Le scandale du diesel n’en finit pas de laisser sa marque sur les comptes du géant européen de l’automobile Volkswagen, qui a publié mardi un recul sensible de ses bénéfices au premier trimestre. Le groupe, maison-mère de douze marques parmi lesquelles Volkswagen, Audi, Porsche et Seat, a enregistré au premier trimestre « des résultats respectables dans un contexte difficile », a estimé dans un communiqué son patron Matthias Müller.
Le mastodonte allemand, éphémère numéro un mondial devant Toyota, est toujours en convalescence après la révélation en septembre d’une tricherie sur des millions de véhicules diesel dans le monde, pour les faire passer pour moins polluants qu’ils ne sont en réalité.
L’affaire lui a déjà valu en 2015 d’essuyer une perte nette de 1,6 milliard d’euros, la première depuis plus de vingt ans, sous l’effet des quelque 16 milliards d’euros mis de côté pour faire face aux suites du dieselgate.
Au premier trimestre, Volkswagen a certes enregistré un bénéfice à faire pâlir d’envie certains de ses concurrents, de 2,31 milliards d’euros, mais en baisse de 20% sur un an et inférieur aux attentes des analystes interrogés par le fournisseur de services financiers Factset.
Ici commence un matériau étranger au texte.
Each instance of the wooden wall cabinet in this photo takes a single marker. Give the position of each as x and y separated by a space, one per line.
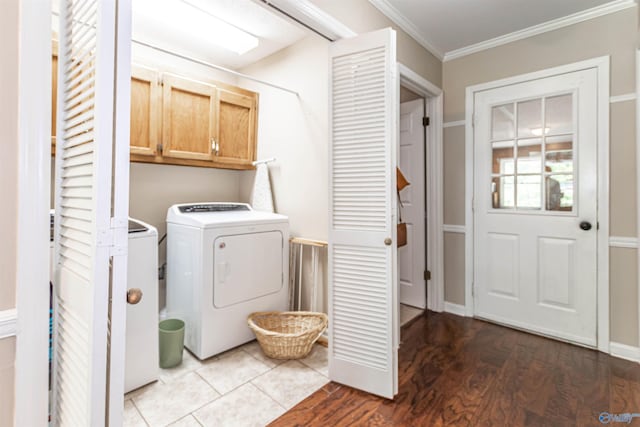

Le chiffre d’affaires a reculé de 3%, à 51 milliards d’euros.
La réputation de ce grand nom de l’industrie allemande est écornée, avec des impacts différents selon les marchés.
Aux Etats-Unis, où a éclaté le scandale, le coup de frein sur les livraisons est brutal, en particulier pour la marque VW (-12%) qui était déjà à la peine sur ce marché. En Europe, les livraisons ont légèrement crû au premier trimestre (+1,5%), mais stagné pour la seule marque Volkswagen.
Victime de l’effondrement du marché sud-américain, le groupe a de nouveau progressé en Chine, son premier débouché, mais à un rythme plus modéré que par le passé et au prix d’un recul de sa rentabilité.
La rentabilité du groupe s’est améliorée sur un an, surprenant favorablement les experts. Un bon point à mettre toutefois sur le compte d’effets exceptionnels (pour 300 millions d’euros), liés à la réévaluation comptable des provisions constituées pour faire face au scandale du diesel.
Celle de la marque Volkswagen, déjà en difficulté avant le scandale, est néanmoins proche de zéro. A la Bourse de Francfort, l’action Volkswagen a plongé de 19% depuis le début de l’affaire.
Le groupe a confirmé mardi ses prévisions pour l’ensemble de l’exercice 2016. Il table sur une marge opérationnelle, mesure de sa rentabilité, comprise entre 5 et 6%, et sur un repli jusqu’à 5% de son chiffre d’affaires.
Pour Frank Schwope, analyste de la banque Nord/LB, les ventes du géant européen devraient être stables sur l’année, même si pour cela le groupe « soutiendra vraisemblablement ses ventes par des rabais massifs ».
La plus grosse inconnue concerne l’impact financier final du dieselgate, alors que des procédures judiciaires ont éclos un peu partout dans le monde.
Le groupe est en négociations aux Etats-Unis pour finaliser un accord à l’amiable qui prévoit des compensations pour les propriétaires de plus de 480.000 voitures à moteur deux litres. Mais cela ne mettra pas fin à l’enquête pénale lancée par le département américain de la Justice, ni aux éventuelles actions judiciaires engagées par des clients américains s’estimant floués.
Parallèlement, Volkswagen met actuellement en oeuvre le rappel progressif des véhicules incriminés en Europe.
Schwope estime qu’on ne connaîtra « pas avant 10 ans » le montant total du dieselgate pour Volkswagen, qu’il évalue entre 20 et 30 milliards d’euros au bas mot, soit davantage que les 16 milliards provisionnés pour l’instant.
Volkswagen a voulu rassurer sur ce point, en insistant dans son communiqué sur ses caisses bien remplies, avec 26 milliards d’euros de trésorerie nette dans sa division automobile.